Zurich, lundi 26 octobre 2009
L’Union
européenne admet connaître un « déficit démocratique ».
Pourtant, elle ne se départit pas de ses vieux démons. Voilà
qu’une campagne de presse est lancée contre le président d’un
État membre pour le contraindre à ratifier un traité. Les élus
du Peuple, lorsqu’ils ne partagent pas le point de vue
bruxellois, doivent-ils se soumettre ou se démettre ?
« Mais sur quel sujet donc voulez-vous faire voter les
gens ? » Ce fut la réponse, le 28 février 2004, du ministre
allemand des Affaires étrangères d’alors, Joschka Fischer, lors
d’une interview accordée au Berliner Zeitung. La question
avait porté sur les raisons de son opposition à un référendum
allemand sur le projet de Traité établissant une Constitution
pour l’Europe. Fischer ne jugeait même pas nécessaire de
justifier son point de vue. Cette méthode à la Fischer s’est
largement répandue dans l’UE. Sans mauvaise conscience aucune
par rapport aux États démocratiques, les chefs d’états et de
gouvernements des 27 états-membres se sont mis, après leurs
défaites lors des référendums français et néerlandais, à
procéder à quelques retouches au traité et à changer son titre
en Traité de Lisbonne, pour ensuite refuser aux peuples de se
prononcer. Sauf en Irlande, où ce ne fut pas possible.
Plus de cinq ans et demi plus tard, en octobre 2009, on
constate la mise en place d’une action concertée pour faire
plier le président élu d’un pays membre, qui a émis des doutes
envers ce Traité de Lisbonne, doutes d’ailleurs partagés par des
millions d’Européens. Les médias conformistes ont largement
participé à cette campagne menée contre Václav Klaus. Par
exemple, la Frankfurter Rundschau qui, dans un article du
16 octobre, prétend que ce président « se complaît à se dresser
seul contre le reste du monde » ; un homme se mettant « dans le
rôle d’un excentrique » qui serait « entre-temps passablement
contesté » dans son propre pays. Sa conception de la liberté
serait « sans retenue », il aurait un « esprit de
missionnaire », de nombreux Tchèques n’auraient plus qu’un
« sentiment de dérision » à son égard et qu’il sèmerait « le
désordre » … Il en va de même dans les autres médias.
Les politiciens de l’UE ne sont pas en reste. Le journal
britannique Sunday Times rapporta le 11 octobre qu’un
député allemand du Parlement européen, le socialiste Jo Leinen,
avait exigé une « procédure de destitution » du président
tchèque. Le choix des termes est tout un programme : des
diplomates français et allemands réfléchiraient à la façon « de
se débarrasser de l’obstacle Klaus ».
Et le plus haut fonctionnaire à terme de l’UE, le président
de la Commission Barroso, estime pour sa part qu’il lui est
possible de menacer le président élu d’un pays et de décider de
ce qui est « inimaginable », « absurde », voire « surréaliste ».

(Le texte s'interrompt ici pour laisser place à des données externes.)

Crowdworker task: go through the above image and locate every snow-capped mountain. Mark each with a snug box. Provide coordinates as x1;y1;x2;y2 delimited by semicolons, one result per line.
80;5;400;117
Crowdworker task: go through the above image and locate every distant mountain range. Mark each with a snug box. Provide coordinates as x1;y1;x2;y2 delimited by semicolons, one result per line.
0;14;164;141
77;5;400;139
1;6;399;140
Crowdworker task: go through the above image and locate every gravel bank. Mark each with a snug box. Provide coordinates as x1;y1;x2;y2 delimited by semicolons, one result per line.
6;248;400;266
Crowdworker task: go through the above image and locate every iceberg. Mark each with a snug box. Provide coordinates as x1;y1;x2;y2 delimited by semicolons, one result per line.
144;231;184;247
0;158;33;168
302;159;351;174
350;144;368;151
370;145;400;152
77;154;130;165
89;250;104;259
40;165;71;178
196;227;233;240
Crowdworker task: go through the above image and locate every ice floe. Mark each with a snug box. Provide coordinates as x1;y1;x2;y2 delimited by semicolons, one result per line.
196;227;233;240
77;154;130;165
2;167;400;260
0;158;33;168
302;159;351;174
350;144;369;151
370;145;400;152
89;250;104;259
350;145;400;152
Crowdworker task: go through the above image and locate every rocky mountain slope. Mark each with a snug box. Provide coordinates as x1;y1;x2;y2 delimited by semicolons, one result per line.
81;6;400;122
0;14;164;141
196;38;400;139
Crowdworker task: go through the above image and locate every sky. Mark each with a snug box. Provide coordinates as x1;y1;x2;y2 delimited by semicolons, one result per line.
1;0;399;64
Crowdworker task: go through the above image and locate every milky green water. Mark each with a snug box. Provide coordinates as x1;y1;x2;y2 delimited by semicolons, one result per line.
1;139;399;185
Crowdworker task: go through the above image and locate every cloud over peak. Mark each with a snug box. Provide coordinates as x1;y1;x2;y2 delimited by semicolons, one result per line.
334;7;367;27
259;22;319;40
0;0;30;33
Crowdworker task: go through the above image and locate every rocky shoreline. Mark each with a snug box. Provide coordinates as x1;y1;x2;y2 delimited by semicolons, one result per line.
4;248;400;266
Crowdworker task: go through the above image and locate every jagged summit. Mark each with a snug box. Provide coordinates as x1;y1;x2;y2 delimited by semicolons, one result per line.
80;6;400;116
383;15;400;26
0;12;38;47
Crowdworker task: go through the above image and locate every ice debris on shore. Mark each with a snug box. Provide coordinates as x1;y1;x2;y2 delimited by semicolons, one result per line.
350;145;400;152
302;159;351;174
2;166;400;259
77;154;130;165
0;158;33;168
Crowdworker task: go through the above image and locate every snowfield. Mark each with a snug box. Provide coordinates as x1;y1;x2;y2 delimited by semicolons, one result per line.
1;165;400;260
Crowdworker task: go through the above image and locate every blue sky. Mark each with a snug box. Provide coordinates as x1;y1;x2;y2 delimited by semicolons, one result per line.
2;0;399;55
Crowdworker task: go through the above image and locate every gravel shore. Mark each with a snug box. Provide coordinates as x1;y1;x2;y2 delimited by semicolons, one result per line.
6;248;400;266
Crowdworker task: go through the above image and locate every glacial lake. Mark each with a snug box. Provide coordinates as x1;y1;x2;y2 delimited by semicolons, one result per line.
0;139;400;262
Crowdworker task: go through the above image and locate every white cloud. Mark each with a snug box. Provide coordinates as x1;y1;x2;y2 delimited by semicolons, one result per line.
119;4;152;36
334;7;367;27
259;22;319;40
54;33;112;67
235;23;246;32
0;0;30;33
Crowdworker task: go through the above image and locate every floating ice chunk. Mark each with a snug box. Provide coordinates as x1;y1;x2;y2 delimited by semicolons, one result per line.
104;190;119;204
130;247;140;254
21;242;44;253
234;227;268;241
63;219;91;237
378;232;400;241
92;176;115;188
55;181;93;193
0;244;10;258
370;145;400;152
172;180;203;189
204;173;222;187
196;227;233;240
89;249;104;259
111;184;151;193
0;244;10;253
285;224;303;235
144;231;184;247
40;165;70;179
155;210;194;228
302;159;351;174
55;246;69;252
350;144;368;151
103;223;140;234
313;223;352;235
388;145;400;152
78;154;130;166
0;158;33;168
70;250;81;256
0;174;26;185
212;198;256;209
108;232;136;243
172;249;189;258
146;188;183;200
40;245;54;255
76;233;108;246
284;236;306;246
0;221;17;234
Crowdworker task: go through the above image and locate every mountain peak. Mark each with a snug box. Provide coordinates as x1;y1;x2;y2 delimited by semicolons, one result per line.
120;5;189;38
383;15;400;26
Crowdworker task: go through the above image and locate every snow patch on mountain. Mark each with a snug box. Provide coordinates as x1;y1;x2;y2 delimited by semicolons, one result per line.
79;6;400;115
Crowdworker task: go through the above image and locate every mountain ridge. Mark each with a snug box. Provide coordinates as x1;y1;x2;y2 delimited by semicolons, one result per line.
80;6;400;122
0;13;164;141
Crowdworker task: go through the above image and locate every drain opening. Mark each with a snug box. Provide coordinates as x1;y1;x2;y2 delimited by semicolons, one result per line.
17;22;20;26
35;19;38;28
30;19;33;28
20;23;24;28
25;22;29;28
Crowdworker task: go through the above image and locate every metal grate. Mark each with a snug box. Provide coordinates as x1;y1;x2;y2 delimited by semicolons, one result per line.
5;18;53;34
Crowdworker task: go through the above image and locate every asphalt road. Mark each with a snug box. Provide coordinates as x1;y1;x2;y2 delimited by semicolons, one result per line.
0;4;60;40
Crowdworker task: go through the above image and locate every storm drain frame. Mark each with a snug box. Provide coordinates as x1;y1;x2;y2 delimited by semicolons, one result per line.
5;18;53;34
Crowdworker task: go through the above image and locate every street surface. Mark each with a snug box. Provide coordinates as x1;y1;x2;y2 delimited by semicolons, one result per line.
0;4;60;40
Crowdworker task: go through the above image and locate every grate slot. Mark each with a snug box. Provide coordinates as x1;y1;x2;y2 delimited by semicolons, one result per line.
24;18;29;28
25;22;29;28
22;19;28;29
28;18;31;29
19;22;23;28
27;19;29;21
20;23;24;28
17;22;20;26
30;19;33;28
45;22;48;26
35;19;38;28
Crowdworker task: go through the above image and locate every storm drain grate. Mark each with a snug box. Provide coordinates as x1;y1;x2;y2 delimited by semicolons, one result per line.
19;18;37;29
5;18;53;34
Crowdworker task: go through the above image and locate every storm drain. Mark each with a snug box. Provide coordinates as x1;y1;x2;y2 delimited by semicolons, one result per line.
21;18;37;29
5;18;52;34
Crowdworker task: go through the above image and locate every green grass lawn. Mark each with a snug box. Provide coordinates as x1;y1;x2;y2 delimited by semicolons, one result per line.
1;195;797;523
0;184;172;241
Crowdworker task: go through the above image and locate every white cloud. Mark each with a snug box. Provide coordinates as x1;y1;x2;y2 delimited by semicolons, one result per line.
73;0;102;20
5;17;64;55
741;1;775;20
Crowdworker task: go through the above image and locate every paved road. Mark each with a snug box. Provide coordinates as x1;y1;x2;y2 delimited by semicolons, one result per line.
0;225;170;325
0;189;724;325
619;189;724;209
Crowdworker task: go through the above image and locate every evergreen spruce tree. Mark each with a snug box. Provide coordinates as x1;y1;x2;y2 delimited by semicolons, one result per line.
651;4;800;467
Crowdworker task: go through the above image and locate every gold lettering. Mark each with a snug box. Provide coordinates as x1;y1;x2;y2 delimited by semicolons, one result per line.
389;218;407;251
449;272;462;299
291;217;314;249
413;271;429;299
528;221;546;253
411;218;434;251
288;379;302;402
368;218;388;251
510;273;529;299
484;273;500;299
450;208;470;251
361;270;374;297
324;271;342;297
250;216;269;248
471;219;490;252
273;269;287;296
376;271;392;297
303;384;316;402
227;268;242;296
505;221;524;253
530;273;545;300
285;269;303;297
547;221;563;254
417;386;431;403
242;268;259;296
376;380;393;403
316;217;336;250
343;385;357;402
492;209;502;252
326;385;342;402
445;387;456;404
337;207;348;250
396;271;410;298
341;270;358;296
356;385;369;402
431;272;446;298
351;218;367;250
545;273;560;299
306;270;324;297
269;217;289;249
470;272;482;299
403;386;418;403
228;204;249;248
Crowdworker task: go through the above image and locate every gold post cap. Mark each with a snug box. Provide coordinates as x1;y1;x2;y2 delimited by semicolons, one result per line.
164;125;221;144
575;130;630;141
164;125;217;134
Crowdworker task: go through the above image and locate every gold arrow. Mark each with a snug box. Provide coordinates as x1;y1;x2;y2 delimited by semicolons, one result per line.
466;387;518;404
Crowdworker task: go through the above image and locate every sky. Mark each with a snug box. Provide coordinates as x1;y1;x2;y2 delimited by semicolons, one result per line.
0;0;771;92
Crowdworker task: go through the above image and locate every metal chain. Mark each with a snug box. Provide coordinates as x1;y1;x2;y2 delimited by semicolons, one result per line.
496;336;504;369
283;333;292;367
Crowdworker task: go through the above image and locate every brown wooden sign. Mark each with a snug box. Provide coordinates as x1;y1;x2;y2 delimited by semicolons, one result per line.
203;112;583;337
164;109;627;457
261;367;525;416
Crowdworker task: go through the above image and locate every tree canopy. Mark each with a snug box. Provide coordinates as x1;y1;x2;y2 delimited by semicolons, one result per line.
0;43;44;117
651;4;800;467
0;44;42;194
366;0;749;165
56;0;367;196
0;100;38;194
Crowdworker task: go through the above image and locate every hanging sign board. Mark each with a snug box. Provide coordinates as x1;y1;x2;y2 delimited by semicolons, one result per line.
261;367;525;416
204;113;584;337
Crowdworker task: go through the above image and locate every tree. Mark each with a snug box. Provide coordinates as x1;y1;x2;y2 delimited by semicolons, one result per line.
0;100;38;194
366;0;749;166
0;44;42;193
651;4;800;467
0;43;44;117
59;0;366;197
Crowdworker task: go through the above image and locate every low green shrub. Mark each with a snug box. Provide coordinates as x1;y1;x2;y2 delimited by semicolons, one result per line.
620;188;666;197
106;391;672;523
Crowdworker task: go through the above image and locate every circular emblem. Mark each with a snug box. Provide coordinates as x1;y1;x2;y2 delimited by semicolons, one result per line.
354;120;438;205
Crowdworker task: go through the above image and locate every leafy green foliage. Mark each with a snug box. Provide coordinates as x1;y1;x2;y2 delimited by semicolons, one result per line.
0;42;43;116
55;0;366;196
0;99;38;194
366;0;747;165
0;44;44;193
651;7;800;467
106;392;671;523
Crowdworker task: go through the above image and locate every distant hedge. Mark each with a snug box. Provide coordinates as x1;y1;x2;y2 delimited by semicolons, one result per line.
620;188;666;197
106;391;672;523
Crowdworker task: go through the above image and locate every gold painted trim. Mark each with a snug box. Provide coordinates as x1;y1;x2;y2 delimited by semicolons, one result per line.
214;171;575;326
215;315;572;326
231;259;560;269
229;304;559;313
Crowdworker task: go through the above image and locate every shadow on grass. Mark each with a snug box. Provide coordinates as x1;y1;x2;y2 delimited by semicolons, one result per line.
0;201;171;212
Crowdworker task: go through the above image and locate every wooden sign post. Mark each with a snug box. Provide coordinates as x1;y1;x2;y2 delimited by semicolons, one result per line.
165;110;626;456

C’est ainsi que Barroso décrivait les réflexions portant à
trouver des solutions aux propositions émises par le président
tchèque à propos des modifications à apporter au Traité de
Lisbonne. Ainsi il s’agit d’ignorer tout simplement ce que la
Cour constitutionnelle allemande avait décidé, il y a quelques
mois : que les États-membres sont les « maîtres des traités » –
et pas les commissaires de Bruxelles.
Il faut aussi rappeler ce qui se trouve dans l’article 63 de
la Constitution tchèque : « Le président négocie les accords
internationaux et les ratifie. » – Ou ne les ratifie pas. Dans ce
dernier cas, le traité n’entre pas en vigueur. Pourquoi l’UE ne
prend-elle pas le temps de mener un débat démocratique ? D’où
vient cette précipitation ? Est-ce que les dirigeants de l’UE
ont une peur bleue des votations ? Le prétendant à la fonction
de Premier ministre britannique, ayant de bonnes chances selon
les sondages récents, a promis à ses électeurs d‘organiser, en
cas de victoire, un référendum au sujet du traité. L’actuel
Premier ministre l’avait, lui, refusé à sa population, sachant
que ce traité n’avait aucune chance de trouver une majorité.
Si l’Europe veut guérir, elle doit mettre la question de la
démocratie sur le tapis. Des élites antidémocratiques ne
représentent pas un avenir pour une Europe qui veut s’engager
pour la société humaine, pour la paix et pour la justice dans le
monde. Si on veut respecter et protéger la dignité humaine, il
faut laisser les populations décider elles-mêmes de leur sort,
c’est-à-dire de leur façon de vivre et d’envisager leur avenir.
C’est la condition même d’un développement durable.